The third session I attended was more a discussion and critique session, led by Monaghan and Mason, on the topic of ‘cultural affordances’. The basis was the work of Chiappini, who -in the ReMath project- used the software program Alnuset (see here to download it) to look at (its) affordances. Monaghan described the work (a paper on the topic, there will be a publication in 2013, was available) and then asked some questions. Chiappini distinguishes three layers of affordances: perceived, ergonomic and cultural. Engestroms cycle of expansive learning is used, as I understood it, to use activities as drivers for transformation of ergonomic affordances into cultural affordances. Monaghan then asked some critical questions, under which whether the theory of Engestrom really was necessary, wouldn’t for example Radfords work on gestures be more appropriate? Another comment pondered whether the steps for expansive learning were prescriptive or descriptive. I think the former: as the author has made the software with certain design elements in mind it is pretty obvious that they have a preconceived notion of how student learning should take place.  It was pretty hard to discuss these more philosophical issues in detail. I’m not really sure if I even understand the work. Although this could be solely because I haven’t read enough about it, I also feel a bit as if ‘difficult words’ are used to state the obvious. I could only describe what I was thinking off. The article that I took home afterwards gave some more pointers. To get a grasp of this I downloaded the software, that reminded me a bit of the Freudenthal Institute’s ‘Geometrische algebra’ applets, and tried out the software. I liked the idea behind the software. In this example I’ve made three expressions, and I can manipulate x. The other two expressions change with x. Some comments:

  1. I like the way expressions are made and the look and feel, as well as the way dragging changes the expression. Also ‘dividing by zero’ causes expressions to disappear. However, why does x=0 disappear as well when I drag x to 0? (see figure)
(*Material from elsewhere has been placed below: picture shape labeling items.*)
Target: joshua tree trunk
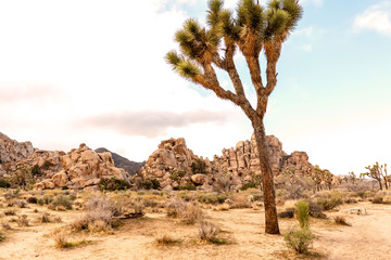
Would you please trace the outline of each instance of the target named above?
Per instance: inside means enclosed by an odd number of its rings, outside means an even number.
[[[254,135],[263,177],[262,182],[265,204],[265,232],[267,234],[279,234],[276,194],[274,190],[273,172],[269,164],[265,128],[262,119],[254,119],[252,125],[254,128]]]

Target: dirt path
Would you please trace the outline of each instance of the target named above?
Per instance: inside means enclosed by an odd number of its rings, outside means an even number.
[[[344,206],[346,208],[349,206]],[[361,204],[367,216],[348,216],[352,226],[335,225],[330,220],[316,220],[312,230],[318,236],[314,250],[324,259],[390,259],[391,252],[391,206]],[[185,225],[166,219],[163,213],[151,213],[142,219],[128,220],[114,234],[94,234],[80,237],[71,234],[70,239],[87,239],[92,243],[72,249],[54,248],[50,234],[60,225],[72,221],[77,212],[63,216],[61,224],[36,224],[15,227],[0,244],[0,259],[287,259],[282,235],[264,233],[263,210],[236,209],[212,211],[207,214],[223,229],[220,236],[228,245],[205,245],[198,243],[194,225]],[[328,213],[330,217],[341,214]],[[281,233],[295,225],[295,220],[281,220]],[[168,233],[181,243],[174,246],[156,246],[155,235]],[[311,258],[306,258],[311,259]]]

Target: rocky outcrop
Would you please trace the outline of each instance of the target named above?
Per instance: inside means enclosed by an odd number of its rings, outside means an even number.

  2. I don’t see how the drawback of every tool that allows ‘dragging’, namely just pointless dragging, in this case just to line up the different expressions, is solved. Maybe this isn’t the main goal of the software.
  3. I think that the number line should be used in conjunction with tables and graphs, thus forming a triad expression-table-graphs. The addition of things like an algebraic manipulator and a Cartesian plane seems to indicate that the authors also like more than one representation.
  4. It has far too limited scope for algebra. The 30 day trial is handy here, as in my opinion the software doesn’t do enough to warrant the price.